Grouped by Transmission Type
ggplot()+geom_line(aes(x=Year, y=Count, group =`Transmission Type`), data=AKbotulism, alpha =0.2)+facet_wrap(.~`Toxin Type`) +theme_bw()
We can see some better patterns here if we squint really hard, but faceting by toxin type allows for too many options to get a good idea of what is happening within the data. Toxins A, B, E, and Unknown seem to be the most prevelant types, so I want to focus in on them
ggplot()+geom_line(aes(x=Year, y=Count, group =`Transmission Type`), data=ABE, alpha =0.35)+facet_wrap(.~`Toxin Type`) +theme_bw()
Awesome, now we can start to see the patterns and the ranges better among the data. It seems that Type A is popular and only continues to grow in prevalence. B seems to as well though on a smaller scale. I’m not really sure what’s going on with E, and the number of unknown seems to be decreasing. This may be because these cases are becoming better identified and may account for some of the increase in A and B types (all right around 1975).
While I grouped by Transmission Type to better see the data, that grouping isn’t telling us much at the moments, so let’s see if there’s any patterns within it.
ggplot()+geom_point(aes(x=Year, y=Count, color =`Transmission Type`), data=ABE, alpha =0.35)+facet_wrap(.~`Toxin Type`) +theme_bw()

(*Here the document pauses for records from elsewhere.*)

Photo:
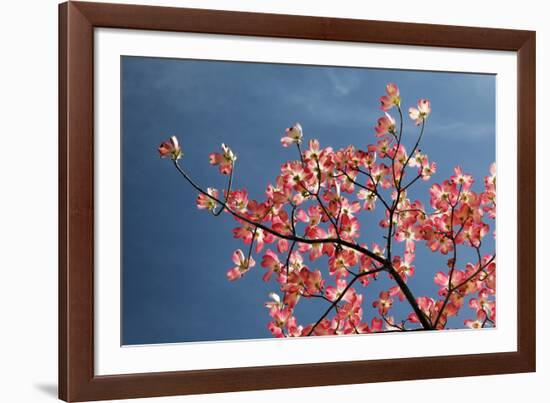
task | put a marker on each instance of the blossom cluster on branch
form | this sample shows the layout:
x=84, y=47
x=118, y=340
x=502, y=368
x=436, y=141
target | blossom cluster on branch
x=314, y=207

This is pretty cool! Most of the new cases for A and B are transmitted by infants with foodborne transmission nearly dying out overnight. The number of unknown types of foodborne transmission also snuffed out around the same time - I wonder if there was new food safety legislation in place that would explain the mass decrease. However, Type E remains mainly foodborne and pretty constant across time. Also with the drastic increase in infant transmission around when foodborne transmission ended I wonder if the classifications for transmission were changed. There’s no instance of “infant” transmission until 1975.
I don’t know enough about botulism to provide more commentary, but this posed some interesting questions I’ll keep in mind if this topic arises again.